There is a possibility that M. falcata was translocated by the movement of sport fish, such as rainbow trout from the Pacific Coast, beginning in 1874 (Scott and Crossman 1973). Rainbow trout arrived in Utah in 1883 (Sigler 1953) and were found in Utah Lake and the Provo River by 1894 (Heckmann et al. 1981). The first trout hatchery in Utah was built in 1910, and by 1930 the Midway (Provo River drainage) and Kamas (Weber River drainage) hatcheries were built. To assess the possibility of M. falcata introductions, 2 criteria were used: (1) museum specimens were collected before 1890 and (2) individual specimens >55 mm were assumed to be at least 15 years old. Based on these 2 criteria, specimens collected between 1880 and 1890 near Salt Lake City, the Humboldt River, and the Truckee River are considered to be native. However, there is some uncertainty whether the specimens found in the Weber and Provo River drainages are native; all are dated largely after fish hatchery construction. Specimens collected after construction of the Kamas fish hatchery include those from Beaver Creek (the Weber River tributary that passes the hatchery) in 1947 (FMNH 111628, 179817), those from Kamas in 1939 (Woolstenhulme 1942), and those from the Kamas fish hatchery itself in 1981 (OSM 52426). With the exception of the specimen from East Canyon (UCM 10311) and the Beaver Creek drainages, there is no record of M. falcata in the Weber River. The historical distribution may have been confined to streams west of the northern Wasatch Mountains and the Bear River in the Bonneville Basin and not in the Provo and Weber Rivers. Margaritifera archeological artifacts were identified from the Bear River and from Blacks Fork in the Green River drainage (Warren 2000), suggesting, at least in the case of Blacks Fork, that early Americans may have been responsible for transporting some shells.
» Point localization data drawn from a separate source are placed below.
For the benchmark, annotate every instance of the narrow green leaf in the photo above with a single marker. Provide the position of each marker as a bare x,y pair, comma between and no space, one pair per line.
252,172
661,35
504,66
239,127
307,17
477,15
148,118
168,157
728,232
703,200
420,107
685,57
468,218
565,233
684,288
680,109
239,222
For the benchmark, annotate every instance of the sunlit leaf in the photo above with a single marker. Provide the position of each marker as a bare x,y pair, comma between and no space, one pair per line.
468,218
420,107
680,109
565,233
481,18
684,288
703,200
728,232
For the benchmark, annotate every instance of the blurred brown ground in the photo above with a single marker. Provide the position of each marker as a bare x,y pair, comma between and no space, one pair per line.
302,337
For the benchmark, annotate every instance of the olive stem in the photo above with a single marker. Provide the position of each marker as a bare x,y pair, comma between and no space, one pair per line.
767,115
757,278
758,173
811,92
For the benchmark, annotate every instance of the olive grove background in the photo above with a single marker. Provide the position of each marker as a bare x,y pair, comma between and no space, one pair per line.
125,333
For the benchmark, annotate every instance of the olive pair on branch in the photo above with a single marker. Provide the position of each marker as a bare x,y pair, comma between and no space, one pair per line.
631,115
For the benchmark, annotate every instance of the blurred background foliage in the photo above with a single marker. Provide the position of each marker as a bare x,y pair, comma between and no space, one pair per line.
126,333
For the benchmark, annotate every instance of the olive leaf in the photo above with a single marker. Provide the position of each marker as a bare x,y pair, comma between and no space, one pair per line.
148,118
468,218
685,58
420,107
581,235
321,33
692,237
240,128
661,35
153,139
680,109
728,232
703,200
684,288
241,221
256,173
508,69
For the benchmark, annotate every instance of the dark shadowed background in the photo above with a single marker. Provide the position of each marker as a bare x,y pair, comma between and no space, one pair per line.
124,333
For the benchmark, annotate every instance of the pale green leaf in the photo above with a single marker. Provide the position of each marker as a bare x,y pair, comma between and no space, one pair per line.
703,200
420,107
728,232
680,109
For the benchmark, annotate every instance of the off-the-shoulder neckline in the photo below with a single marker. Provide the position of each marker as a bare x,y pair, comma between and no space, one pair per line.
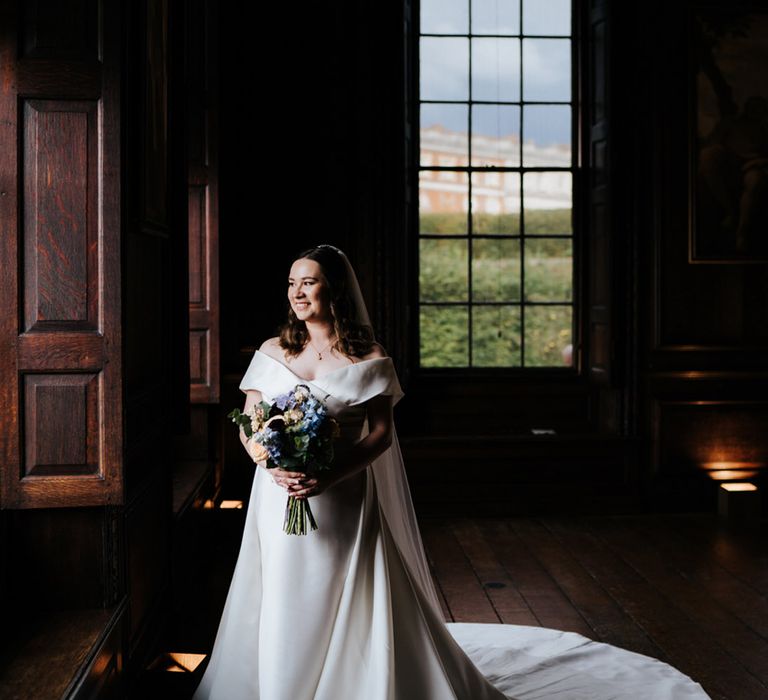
325,374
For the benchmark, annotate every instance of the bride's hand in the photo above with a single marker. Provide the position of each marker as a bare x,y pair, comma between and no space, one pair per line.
287,479
314,485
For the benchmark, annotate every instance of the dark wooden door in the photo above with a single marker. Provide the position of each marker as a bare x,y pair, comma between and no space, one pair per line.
60,204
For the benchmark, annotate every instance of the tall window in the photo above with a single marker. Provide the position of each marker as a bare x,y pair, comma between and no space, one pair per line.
495,183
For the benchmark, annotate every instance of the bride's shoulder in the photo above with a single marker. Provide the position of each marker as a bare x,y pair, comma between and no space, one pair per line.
271,347
375,351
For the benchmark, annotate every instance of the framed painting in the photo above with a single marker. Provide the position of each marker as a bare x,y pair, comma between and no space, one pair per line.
728,207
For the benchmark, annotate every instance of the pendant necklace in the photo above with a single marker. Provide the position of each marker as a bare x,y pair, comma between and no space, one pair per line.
319,352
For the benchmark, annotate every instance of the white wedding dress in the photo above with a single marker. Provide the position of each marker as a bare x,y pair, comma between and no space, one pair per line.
349,611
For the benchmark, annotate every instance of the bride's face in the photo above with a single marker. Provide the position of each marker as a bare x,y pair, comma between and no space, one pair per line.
308,292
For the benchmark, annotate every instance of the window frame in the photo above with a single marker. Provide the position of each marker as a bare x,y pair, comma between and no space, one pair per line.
414,236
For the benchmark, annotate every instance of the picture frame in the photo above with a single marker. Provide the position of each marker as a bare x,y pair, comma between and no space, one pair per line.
728,155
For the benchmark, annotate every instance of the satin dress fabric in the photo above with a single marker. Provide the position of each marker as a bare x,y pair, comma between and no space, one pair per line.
349,611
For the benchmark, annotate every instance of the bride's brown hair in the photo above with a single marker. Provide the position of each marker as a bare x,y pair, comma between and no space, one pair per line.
352,338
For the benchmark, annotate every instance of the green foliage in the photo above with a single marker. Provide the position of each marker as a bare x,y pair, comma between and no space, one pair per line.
496,277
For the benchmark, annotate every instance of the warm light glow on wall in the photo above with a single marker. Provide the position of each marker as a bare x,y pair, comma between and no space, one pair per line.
740,486
730,471
177,662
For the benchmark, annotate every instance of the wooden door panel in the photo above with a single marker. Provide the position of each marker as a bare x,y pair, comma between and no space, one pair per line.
60,339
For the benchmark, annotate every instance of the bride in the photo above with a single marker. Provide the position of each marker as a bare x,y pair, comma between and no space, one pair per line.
349,611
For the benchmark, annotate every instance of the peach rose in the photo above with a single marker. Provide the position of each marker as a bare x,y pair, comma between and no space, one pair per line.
257,451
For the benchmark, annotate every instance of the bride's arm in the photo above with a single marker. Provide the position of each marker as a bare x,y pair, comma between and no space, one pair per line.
361,454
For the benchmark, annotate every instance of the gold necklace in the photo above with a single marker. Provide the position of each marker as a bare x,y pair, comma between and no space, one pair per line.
319,352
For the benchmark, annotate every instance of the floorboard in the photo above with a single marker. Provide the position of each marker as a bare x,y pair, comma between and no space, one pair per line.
686,589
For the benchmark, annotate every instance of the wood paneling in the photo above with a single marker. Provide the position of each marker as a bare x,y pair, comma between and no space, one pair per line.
60,355
203,204
705,358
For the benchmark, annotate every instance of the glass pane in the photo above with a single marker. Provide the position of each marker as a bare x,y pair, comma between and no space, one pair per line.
496,202
496,269
495,336
443,201
443,135
444,17
548,340
547,69
443,274
495,17
547,17
496,70
444,337
547,135
547,201
496,135
548,269
444,69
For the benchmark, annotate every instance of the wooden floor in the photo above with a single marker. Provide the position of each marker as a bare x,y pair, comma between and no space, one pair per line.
684,589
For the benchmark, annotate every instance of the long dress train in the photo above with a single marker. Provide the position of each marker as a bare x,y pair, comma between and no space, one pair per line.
349,611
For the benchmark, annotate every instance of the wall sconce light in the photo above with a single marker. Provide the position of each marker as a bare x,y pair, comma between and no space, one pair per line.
738,500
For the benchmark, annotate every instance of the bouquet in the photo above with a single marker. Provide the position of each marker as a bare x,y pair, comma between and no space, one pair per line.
294,432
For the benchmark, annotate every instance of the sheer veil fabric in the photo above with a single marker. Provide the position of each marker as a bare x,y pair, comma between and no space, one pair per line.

Present distribution.—I found M. falcata in the upper Snake River in Wyoming and Idaho, the upper Bear River in Wyoming, and the Malheur Basin in Oregon. I did not find specimens at 155 sites in Utah, Nevada, and eastern California (Fig. 3).

Natural history.—Known fish hosts for the parasitic mussel glochidia were cutthroat trout fingerlings in Pole Creek (upper Snake River, Wyoming) and introduced brown and rainbow trout in the Truckee River, but not 8 other fish species in those 2 drainages (Murphy 1942, Bangham 1951). In the Truckee River, glochidia were released from mid-June to early July, when water temperatures increased from 10°to 15°C (Murphy 1942). Of note, both cutthroat and rainbow trout spring migrations and spawning occur at similar water temperatures (Scott and Crossman 1973, Sigler et al. 1983). Historically, young adult cutthroat trout migrated up the Truckee River to Lake Tahoe in May, June (mostly, corresponding to glochidia release), and July, whereas the old adults had a fall migration that ended near Reno (Snyder 1917, La Rivers 1994). Glochidia remained on their host for 36 days (Murphy 1942). The Pole Creek population is unique in that after death the calciferous shell disappears before the proteinaceous material.

Mussel valves reached a length of 92 mm in the Truckee River (Murphy 1942) and 84 mm in the Bear River (USNM 635195); both are much smaller than the 150 mm size in the Columbia River drainage (Roscoe and Redelings 1964, Vannote and Minshall 1982). The Bear River population profile (USNM 635195: N = 89; range, 40–84 mm; mode, 73 mm) suggests a younger mobile population (20 to 40 years) that could survive limited sediment deposition, in contrast to the more stable and immobile populations in large block boulder reaches of the river, which contain individuals as old as 100 years (Vannote and Minshall 1982).

Conservation considerations.—In the early 1940s the Truckee River contained an estimated 20,000 M. falcata more than 40 mm in length in one 0.8-km stretch of river, and another population occurred 16 km upstream (Murphy 1942). Six specimens were collected in 1965 (CAS). I found only 1 shell fragment in this river. Margaritifera falcata was once common in the Salt Lake City region of the Bonneville Basin (Call 1884) but was rare in the Humboldt River in Nevada (Call 1884, Walker 1916). In 1956 one hundred M. falcata were collected in the Bear River in Wyoming, while in 1998 only 5 live specimens (lengths: 43, 60, 65, 70, 83 mm) and 8 empty bivalve shells were found at this same site. A few thousand individuals per 140 m2 were observed in Washington State (Roscoe and Redelings 1964), suggesting that the current numbers represent depleted populations.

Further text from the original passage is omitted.